Читаем Театральное эхо полностью

Из друзей по двору сложилась ватага ребят, одетых по большей части в шапки с болтающимися ушами, теплые рыжие рейтузы и валенки с калошами. Все они, как и я, были того возраста, когда еще не ходят в школу, но их уже пускают гулять во дворе одних.

А двор был замечательный. В нем доживали свой век двухэтажные, карминного цвета домики с провалившимися полами и обрушенными лестницами – недавний приют разогнанного церковного причта: атеисты-архитекторы возвели актерский дом на месте старинной церкви Алексия-митрополита.

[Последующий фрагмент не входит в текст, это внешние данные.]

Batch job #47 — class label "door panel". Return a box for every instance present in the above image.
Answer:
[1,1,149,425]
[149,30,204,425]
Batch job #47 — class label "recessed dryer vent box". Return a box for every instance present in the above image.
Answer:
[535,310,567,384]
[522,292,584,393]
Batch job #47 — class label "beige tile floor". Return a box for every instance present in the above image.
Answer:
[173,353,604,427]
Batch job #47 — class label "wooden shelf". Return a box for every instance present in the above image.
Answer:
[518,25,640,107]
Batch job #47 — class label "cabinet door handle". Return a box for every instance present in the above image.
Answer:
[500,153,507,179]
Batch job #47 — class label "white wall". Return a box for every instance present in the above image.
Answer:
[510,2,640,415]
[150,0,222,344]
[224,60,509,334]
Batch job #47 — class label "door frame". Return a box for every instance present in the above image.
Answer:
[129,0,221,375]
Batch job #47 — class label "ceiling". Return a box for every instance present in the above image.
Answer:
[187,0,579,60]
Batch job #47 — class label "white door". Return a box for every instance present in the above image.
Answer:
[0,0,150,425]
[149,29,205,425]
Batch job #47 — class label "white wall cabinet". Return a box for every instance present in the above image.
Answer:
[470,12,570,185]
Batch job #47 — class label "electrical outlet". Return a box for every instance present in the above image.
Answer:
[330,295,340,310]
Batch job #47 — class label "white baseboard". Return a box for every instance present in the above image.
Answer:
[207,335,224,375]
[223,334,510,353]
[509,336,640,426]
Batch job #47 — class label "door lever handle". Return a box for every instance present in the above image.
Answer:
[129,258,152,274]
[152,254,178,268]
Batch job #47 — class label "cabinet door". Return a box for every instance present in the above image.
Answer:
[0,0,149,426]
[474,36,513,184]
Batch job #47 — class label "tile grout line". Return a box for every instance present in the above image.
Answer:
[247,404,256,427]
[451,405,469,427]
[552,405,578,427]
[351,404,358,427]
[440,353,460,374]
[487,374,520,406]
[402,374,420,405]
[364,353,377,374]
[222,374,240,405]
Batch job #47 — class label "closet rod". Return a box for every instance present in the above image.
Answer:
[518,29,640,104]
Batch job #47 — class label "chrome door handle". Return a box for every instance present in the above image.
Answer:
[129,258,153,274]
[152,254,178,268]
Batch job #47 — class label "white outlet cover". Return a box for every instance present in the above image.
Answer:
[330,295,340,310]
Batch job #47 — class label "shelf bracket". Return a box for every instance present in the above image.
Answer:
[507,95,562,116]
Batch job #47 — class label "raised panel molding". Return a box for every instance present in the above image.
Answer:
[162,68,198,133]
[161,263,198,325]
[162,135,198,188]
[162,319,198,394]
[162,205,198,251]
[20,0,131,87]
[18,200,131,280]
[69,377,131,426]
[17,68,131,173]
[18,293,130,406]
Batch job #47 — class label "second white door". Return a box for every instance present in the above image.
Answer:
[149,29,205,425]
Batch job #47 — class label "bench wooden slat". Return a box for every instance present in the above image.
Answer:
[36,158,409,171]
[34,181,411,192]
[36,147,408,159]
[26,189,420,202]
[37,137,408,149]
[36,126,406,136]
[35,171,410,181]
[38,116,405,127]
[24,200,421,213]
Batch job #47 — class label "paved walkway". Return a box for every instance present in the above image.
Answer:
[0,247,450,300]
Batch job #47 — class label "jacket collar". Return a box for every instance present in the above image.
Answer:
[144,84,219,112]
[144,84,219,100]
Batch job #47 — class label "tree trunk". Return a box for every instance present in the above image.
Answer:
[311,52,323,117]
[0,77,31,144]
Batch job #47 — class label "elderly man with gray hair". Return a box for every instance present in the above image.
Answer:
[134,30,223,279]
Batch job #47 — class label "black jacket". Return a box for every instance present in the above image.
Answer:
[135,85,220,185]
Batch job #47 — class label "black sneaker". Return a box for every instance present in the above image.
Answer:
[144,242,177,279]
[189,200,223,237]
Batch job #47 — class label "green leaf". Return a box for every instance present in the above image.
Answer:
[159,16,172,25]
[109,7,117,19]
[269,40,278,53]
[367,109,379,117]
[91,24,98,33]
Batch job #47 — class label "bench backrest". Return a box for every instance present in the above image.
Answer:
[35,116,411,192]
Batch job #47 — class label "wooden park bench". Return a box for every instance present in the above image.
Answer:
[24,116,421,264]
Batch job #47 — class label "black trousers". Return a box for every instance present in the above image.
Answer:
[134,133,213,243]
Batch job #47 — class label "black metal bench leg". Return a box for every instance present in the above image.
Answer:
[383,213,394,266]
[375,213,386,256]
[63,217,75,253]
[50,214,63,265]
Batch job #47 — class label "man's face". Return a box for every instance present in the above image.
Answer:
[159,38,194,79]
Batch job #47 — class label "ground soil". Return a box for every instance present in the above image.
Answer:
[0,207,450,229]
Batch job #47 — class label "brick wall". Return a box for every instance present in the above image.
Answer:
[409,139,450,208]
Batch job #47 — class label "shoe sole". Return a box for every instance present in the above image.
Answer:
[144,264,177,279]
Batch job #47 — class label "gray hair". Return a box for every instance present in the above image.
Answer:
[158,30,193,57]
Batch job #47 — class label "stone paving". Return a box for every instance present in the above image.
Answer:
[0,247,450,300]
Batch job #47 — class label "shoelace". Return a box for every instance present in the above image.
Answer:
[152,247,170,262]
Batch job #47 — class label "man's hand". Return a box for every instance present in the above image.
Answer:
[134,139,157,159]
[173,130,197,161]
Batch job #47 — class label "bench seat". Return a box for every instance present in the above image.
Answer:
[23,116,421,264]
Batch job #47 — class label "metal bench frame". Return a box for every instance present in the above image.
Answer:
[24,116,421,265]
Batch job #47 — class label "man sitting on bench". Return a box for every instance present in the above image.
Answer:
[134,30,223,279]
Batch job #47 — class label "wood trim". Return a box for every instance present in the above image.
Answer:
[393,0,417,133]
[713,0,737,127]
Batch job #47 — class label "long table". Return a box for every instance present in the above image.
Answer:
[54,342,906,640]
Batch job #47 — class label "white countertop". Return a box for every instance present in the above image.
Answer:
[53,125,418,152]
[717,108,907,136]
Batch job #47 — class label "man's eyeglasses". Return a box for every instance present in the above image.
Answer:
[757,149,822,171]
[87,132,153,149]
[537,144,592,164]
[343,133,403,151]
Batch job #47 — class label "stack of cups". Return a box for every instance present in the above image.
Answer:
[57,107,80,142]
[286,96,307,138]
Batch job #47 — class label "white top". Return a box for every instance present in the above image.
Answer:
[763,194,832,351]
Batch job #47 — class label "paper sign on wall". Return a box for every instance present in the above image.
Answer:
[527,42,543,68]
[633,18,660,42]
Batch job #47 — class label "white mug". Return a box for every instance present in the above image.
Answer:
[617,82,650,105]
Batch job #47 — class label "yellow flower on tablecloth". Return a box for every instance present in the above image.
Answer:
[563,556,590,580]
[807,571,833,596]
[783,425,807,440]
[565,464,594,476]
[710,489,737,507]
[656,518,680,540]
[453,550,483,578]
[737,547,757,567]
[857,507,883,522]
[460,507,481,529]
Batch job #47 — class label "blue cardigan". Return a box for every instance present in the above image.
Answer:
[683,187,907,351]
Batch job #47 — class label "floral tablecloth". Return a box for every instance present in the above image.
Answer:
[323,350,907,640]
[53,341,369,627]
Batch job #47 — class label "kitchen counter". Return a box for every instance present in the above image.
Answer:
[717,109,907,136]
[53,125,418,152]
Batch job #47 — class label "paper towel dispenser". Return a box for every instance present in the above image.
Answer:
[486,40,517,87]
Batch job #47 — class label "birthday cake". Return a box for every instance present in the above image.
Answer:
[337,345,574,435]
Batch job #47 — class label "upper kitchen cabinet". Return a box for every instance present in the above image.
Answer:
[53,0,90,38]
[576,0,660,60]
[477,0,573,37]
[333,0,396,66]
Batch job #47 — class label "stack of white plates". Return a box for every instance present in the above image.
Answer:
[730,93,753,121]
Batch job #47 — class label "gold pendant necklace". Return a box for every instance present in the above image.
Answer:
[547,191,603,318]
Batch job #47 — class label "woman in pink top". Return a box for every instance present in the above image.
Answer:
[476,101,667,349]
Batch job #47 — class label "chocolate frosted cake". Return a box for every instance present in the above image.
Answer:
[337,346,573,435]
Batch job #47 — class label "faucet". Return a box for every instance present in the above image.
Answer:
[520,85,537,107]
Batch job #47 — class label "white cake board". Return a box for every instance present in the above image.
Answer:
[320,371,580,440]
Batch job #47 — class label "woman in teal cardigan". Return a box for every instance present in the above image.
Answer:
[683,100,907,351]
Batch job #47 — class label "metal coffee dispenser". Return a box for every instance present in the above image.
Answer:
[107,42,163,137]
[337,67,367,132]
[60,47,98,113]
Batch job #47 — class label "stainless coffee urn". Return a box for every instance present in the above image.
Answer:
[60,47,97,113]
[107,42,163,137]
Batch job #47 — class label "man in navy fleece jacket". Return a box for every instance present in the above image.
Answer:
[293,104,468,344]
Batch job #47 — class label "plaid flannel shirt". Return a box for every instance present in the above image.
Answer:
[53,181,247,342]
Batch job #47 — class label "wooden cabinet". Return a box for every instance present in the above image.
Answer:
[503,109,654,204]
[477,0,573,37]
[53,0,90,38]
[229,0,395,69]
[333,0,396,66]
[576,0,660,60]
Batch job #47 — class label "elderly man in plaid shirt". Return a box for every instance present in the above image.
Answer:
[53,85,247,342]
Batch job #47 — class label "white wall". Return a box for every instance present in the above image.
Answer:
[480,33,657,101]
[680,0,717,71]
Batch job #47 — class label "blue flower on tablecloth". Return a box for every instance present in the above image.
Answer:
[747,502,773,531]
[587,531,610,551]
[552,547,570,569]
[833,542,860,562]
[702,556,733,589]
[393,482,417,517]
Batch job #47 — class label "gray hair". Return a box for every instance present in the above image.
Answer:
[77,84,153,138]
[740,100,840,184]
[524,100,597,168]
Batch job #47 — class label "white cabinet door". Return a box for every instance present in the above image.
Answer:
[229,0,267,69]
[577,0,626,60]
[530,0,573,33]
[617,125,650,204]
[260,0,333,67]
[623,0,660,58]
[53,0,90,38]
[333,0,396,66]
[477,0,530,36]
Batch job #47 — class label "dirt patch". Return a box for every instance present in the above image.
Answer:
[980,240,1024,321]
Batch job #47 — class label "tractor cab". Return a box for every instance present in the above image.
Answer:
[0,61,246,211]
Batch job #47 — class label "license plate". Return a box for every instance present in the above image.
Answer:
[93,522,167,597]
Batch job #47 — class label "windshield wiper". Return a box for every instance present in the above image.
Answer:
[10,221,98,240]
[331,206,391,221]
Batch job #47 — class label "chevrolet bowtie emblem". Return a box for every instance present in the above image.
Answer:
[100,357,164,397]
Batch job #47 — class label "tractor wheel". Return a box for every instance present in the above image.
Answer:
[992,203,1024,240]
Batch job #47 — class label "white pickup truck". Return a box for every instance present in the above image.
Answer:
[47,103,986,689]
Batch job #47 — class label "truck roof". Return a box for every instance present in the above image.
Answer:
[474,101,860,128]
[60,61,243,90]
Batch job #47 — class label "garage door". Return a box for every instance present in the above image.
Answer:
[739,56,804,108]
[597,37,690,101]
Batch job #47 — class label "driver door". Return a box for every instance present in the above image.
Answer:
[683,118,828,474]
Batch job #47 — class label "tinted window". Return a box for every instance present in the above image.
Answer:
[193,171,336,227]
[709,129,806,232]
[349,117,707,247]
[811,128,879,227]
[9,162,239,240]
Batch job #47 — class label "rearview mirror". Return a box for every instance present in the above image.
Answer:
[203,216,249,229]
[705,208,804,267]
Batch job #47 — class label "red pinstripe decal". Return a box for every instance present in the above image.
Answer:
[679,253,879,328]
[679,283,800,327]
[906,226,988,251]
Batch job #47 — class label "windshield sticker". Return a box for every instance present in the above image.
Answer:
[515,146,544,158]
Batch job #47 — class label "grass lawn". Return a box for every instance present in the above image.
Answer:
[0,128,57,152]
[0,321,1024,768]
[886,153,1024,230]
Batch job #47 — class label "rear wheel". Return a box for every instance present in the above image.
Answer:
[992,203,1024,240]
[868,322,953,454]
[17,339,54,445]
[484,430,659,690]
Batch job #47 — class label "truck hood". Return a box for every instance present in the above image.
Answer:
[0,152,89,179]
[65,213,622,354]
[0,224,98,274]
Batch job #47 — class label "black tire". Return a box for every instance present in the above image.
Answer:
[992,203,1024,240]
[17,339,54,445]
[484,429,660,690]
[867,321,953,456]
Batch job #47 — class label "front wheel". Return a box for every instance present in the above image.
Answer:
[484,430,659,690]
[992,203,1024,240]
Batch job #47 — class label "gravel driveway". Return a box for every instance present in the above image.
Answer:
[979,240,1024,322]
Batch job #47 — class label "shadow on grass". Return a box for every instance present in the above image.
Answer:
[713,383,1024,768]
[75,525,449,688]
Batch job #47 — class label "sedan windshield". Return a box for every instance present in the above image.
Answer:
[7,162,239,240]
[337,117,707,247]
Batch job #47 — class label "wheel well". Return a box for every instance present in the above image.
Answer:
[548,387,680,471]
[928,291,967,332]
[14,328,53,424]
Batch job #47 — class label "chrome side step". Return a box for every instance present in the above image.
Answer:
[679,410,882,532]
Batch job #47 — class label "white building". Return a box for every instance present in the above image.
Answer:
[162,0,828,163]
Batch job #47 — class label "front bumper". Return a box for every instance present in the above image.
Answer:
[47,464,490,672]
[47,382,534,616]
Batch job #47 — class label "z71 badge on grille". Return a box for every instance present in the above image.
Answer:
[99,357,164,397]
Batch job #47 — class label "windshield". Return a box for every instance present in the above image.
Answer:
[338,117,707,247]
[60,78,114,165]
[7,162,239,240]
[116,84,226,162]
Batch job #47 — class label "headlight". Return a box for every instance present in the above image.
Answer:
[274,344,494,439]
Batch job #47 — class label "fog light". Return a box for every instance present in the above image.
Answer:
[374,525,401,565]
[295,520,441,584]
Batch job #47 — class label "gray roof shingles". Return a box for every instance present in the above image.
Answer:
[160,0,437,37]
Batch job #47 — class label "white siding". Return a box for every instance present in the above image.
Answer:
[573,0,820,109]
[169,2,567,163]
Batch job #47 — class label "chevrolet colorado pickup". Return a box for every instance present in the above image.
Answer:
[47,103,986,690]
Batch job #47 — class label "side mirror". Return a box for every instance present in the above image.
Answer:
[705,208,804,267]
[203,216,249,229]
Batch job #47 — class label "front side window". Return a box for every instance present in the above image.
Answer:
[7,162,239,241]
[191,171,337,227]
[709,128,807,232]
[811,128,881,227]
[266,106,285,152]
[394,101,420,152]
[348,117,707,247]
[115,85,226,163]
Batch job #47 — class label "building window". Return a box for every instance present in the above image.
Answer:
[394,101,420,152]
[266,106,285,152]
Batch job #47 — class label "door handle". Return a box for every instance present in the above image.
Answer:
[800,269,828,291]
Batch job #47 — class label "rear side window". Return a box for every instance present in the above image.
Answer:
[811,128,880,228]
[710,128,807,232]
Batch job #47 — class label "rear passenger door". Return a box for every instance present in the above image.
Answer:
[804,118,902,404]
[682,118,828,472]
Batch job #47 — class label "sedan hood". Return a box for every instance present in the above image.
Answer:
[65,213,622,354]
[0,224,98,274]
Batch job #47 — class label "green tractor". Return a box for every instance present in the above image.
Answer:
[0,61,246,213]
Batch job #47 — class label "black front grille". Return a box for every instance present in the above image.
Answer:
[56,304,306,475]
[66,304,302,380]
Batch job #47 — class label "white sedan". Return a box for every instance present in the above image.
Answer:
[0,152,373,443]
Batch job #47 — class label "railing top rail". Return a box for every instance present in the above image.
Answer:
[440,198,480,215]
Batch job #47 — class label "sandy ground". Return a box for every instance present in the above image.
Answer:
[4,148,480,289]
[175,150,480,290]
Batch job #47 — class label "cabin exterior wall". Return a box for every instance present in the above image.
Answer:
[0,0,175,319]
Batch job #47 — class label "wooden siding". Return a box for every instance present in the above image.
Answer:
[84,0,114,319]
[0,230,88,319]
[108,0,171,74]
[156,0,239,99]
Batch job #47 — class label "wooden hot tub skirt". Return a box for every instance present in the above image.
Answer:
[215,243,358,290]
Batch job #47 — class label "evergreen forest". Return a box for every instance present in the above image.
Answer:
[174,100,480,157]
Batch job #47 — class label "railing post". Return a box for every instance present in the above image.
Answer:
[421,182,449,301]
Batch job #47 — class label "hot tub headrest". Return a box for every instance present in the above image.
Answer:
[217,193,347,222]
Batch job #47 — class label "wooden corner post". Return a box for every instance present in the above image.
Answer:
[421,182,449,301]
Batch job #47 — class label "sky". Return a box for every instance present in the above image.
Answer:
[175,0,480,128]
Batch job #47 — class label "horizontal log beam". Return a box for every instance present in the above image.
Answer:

Здесь, в этих старых домиках, а зимой среди огромных сугробов, которые набрасывали дворники, соскребая и свозя снег с улицы, хорошо было прятаться, бегать, играть в войну и казаки-разбойники. Кто-то из нашей юной компании, изрядно находчивый (мне лестно думать, что это был я), предложил рыть в этом снегу пещеры, забираться туда с елочными свечками, зажигать их и, присев на корточки, блаженствовать. Блаженство заключалось в том, чтобы сосать припасенные в карманах ириски «Золотой ключик» и рассказывать страшные истории.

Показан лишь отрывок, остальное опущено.